La Seleção brésilienne a rappelé au monde entier pourquoi elle fascine depuis des décennies. Avec une démonstration de football offensif et spectaculaire, elle a infligé un cinglant 3-0 à Haïti, offrant au public un spectacle digne des plus grandes traditions du joga bonito.
Une victoire qui résonne bien au-delà du score. Dans le football brésilien, la manière compte tout autant que le résultat. Une vérité que Carlos Alberto Parreira avait apprise à ses dépens lors du Mondial 1994, où même sa mère lui avait reproché le jeu peu inspiré de son équipe en finale.

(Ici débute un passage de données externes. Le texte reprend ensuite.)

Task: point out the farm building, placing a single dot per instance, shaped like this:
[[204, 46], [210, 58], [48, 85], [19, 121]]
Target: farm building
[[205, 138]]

Une première mi-temps de rêve
Dès les premières minutes, le Brésil a imposé son rythme. Carlo Ancelotti avait choisi de titulariser Matheus Cunha à la place d’Igor Thiago, un choix qui s’est avéré payant. L’attaquant de Manchester United a ouvert le score juste avant la pause hydropublicitaire, profitant d’une erreur défensive haïtienne pour tromper le gardien adverse d’une frappe déviée.

Le deuxième but est arrivé comme une évidence. Cunha, encore lui, a profité d’une nouvelle passe décisive de Vini Jr pour doubler la mise d’une frappe croisée imparable. La célébration qui a suivi, dignes des meilleurs surfeurs, a marqué les esprits.
Vini Jr. n’a pas tardé à ajouter son nom au tableau d’affichage. Profitant d’une défense haïtienne trop avancée, le jeune prodige a conclu d’une frappe subtile après une passe lobée de Lucas Paquetá, en pleine confiance après son excellent match contre le Maroc.
Haïti se reprend, le Brésil fléchit
Les Grenadiers, d’abord dépassés, ont su réagir. Sébastien Migné a ajusté sa tactique en remplaçant la défense à cinq par une ligne de quatre, réduisant ainsi l’espace pour les attaquants auriverdes. Résultat : l’hémorragie a été stoppée, et les Haïtiens ont limité la casse.
Contrairement aux clichés, Haïti n’a pas adopté de stratégie défensive passive. Les joueurs ont continué à proposer un football offensif, même si leur manque d’expérience sur la scène mondiale s’est parfois fait sentir. Leur approche a forcé le Brésil à adapter son jeu en seconde période.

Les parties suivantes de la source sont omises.